Anyhow, it was very overstimulating and I met lots of nice people. One of them took a picture of my shoes for her website, female sneaker fiend.com. Scroll down to “Boston (Sneaker) Pride” and there I am.
June 4th, 2005
Come to the Boston Dyke March Friday June 10. I’ll be speaking. About something coherent, I hope. Here’s a recent article about the event from Bay Windows, the Boston LGBT paper.
May 25th, 2005
Imagine my surprise when I saw David Horowitz’s name in my in-box the other night. He’s the once-radical-now-conservative force behind Students for Academic Freedom—an organization that is more or less to academic freedom what Bush’s Clear Skies Initiative is to reducing mercury emissions.
David was asking for permission to reprint a recent episode of my comic strip on the SAF website. It’s the one where the conservative student Cynthia is tabling for SAF, and Ginger, her professor, engages her in a little Socratic dialogue about the merits of teaching “theories” like creationism and holocaust denial. That episode was inspired by an excellent article called The New PC: Crybaby Conservatives in The Nation.
SAF is worried that the sizeable majority of college professors who are left-leaning democrats are indoctrinating their students by exposing them only to liberal ideas and not to conservative ones. Horowitz is also behind something called the ”academic bill of rights” which Republicans are introducing in various state legislatures. Here’s an informative piece on the Democracy Now! Site about how that effort is going down in Florida.
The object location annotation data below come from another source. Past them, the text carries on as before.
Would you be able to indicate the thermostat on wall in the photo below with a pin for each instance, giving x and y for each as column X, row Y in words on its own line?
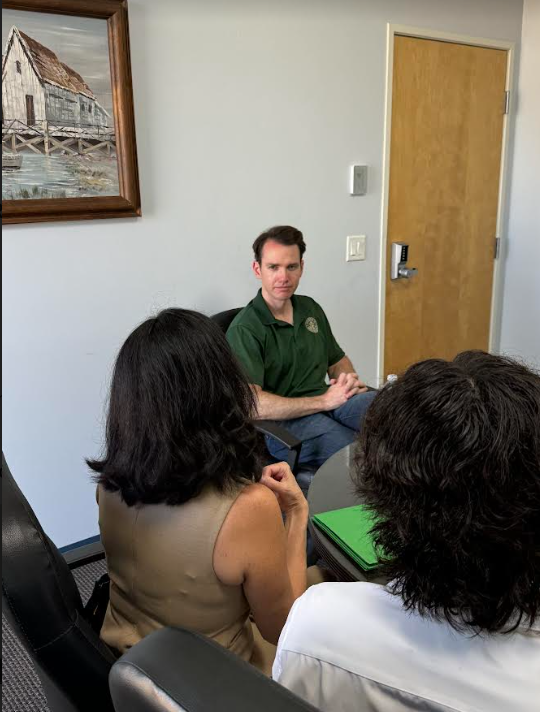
column 358, row 180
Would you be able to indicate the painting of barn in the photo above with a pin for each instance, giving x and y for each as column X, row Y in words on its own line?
column 38, row 87
column 58, row 131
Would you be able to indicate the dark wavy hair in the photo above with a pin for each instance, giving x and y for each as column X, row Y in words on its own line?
column 179, row 414
column 449, row 460
column 282, row 234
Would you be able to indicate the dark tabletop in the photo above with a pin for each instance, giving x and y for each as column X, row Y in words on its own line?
column 333, row 488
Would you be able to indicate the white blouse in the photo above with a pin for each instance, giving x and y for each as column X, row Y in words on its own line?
column 352, row 646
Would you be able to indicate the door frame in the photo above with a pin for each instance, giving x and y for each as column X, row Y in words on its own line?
column 502, row 208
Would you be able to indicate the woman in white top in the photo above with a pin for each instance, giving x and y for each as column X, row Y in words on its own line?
column 449, row 459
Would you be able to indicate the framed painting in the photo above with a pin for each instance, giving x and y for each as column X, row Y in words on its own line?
column 68, row 128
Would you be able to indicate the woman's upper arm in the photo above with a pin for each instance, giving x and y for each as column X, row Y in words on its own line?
column 251, row 550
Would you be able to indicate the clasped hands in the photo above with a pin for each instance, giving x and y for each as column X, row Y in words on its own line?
column 345, row 386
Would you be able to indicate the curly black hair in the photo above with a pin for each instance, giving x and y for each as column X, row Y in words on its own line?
column 449, row 460
column 179, row 414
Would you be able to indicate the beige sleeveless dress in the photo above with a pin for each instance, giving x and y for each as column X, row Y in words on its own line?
column 160, row 561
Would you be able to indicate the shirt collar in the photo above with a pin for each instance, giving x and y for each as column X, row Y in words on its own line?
column 266, row 316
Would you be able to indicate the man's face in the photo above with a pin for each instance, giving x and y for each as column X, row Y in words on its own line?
column 280, row 270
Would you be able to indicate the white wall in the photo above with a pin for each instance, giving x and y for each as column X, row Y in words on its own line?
column 520, row 333
column 248, row 115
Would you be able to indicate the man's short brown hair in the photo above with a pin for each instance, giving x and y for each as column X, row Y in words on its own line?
column 284, row 235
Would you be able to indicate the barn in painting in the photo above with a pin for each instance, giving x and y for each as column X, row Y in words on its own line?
column 37, row 88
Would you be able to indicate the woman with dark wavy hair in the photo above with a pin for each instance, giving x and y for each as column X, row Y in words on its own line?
column 192, row 529
column 449, row 461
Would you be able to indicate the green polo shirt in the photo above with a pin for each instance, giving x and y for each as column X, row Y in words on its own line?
column 289, row 360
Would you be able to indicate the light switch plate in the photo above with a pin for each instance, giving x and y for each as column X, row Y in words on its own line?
column 358, row 180
column 356, row 248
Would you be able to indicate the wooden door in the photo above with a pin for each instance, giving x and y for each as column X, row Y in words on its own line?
column 30, row 113
column 445, row 156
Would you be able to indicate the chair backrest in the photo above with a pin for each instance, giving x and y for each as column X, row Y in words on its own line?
column 224, row 319
column 42, row 603
column 177, row 670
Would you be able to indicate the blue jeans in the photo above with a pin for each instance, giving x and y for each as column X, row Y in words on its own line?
column 323, row 434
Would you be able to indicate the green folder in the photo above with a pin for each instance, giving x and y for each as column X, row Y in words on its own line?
column 349, row 529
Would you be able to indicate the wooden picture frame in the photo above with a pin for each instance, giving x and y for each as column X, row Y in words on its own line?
column 127, row 203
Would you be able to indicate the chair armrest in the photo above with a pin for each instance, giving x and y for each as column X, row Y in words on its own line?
column 269, row 427
column 176, row 669
column 83, row 555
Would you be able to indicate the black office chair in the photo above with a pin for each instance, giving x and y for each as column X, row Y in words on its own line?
column 42, row 603
column 304, row 473
column 171, row 669
column 174, row 670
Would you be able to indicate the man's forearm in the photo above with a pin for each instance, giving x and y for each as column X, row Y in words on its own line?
column 272, row 407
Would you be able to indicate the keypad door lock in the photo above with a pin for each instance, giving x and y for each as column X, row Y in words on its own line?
column 398, row 267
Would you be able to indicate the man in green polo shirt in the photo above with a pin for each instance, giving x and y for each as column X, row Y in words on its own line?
column 287, row 349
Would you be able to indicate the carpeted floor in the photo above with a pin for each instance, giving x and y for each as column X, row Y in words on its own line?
column 21, row 689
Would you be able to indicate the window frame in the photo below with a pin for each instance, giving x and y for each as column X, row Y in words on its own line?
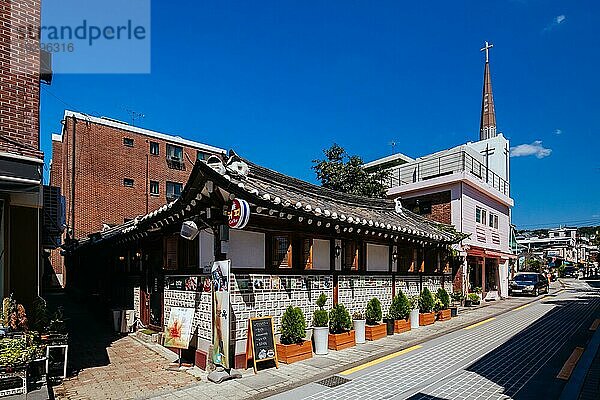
column 155, row 145
column 154, row 184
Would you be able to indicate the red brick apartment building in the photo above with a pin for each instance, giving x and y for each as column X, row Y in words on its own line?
column 115, row 172
column 21, row 161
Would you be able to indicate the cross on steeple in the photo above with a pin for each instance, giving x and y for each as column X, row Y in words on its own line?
column 487, row 48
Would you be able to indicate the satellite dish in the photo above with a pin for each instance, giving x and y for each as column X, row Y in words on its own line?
column 189, row 230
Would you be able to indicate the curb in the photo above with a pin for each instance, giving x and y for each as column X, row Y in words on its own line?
column 318, row 377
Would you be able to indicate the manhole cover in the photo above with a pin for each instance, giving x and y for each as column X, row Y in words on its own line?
column 333, row 381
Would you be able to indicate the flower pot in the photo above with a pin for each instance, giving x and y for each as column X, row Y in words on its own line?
column 359, row 329
column 289, row 353
column 339, row 341
column 389, row 324
column 374, row 332
column 444, row 315
column 320, row 337
column 414, row 318
column 426, row 318
column 402, row 325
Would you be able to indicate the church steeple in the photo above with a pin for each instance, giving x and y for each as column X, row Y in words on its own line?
column 487, row 127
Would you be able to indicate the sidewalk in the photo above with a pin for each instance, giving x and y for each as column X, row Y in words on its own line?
column 272, row 381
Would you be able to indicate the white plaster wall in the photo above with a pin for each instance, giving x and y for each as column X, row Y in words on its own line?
column 246, row 249
column 378, row 257
column 321, row 254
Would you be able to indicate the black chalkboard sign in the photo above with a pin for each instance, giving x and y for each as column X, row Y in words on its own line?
column 261, row 341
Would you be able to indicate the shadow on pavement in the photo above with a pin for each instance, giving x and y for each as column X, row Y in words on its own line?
column 90, row 332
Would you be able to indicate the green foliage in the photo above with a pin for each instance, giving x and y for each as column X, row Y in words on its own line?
column 320, row 318
column 444, row 297
column 322, row 300
column 400, row 308
column 344, row 173
column 358, row 316
column 339, row 319
column 373, row 311
column 473, row 297
column 293, row 326
column 458, row 297
column 426, row 301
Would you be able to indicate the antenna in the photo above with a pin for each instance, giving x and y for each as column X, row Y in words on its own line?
column 134, row 116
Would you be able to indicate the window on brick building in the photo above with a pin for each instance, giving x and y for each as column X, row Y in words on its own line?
column 154, row 187
column 173, row 190
column 174, row 153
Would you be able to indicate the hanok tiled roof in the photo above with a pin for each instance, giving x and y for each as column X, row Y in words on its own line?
column 272, row 193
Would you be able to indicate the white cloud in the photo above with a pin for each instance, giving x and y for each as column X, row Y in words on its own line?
column 556, row 21
column 534, row 149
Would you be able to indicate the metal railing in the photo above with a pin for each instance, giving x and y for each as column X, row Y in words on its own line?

Anyhow, I told David Horowitz that absolutely, he could reprint my comic strip. And here it is on the SAF site. (Not sure how long they’ll keep it up—this is their home page, and they have a regular slot for a cartoon.)
I suppose that out of context like this, the strip could be read in such a way that Ginger appears to be the bad guy—for mocking Cynthia’s intellectual heroine, Ayn Rand. But I think that’s a small risk to run in the face of this opportunity for my comics to engage in a little Socratic dialogue of their own with Students for Academic Freedom. What do you think?
Here’s the strip in its own, cozy progressive context, should you care to peruse it.
Anyway, SAF is paying me a hundred bucks. I’m accepting suggestions on who to donate it to—preferably an organization that really is working to protect freedom of expression and promote intellectual honesty.
May 23rd, 2005
Friday June 10, 6pm, Boston Commons. They promise me there will be puppets, bikes, panties, boxers, and thongs. Come join the fray. For more info.
May 22nd, 2005
I thought an old college chum had rounded the bend when he told me he was going to start marketing a human-flavored meat substitute. But if there were an award for the most compelling realization of the most repugnant concept, www.eathufu.com would definitely be on the short list.
May 17th, 2005
Damn that Newsweek! If only they’d stop telling people what was going on, we’d have world peace!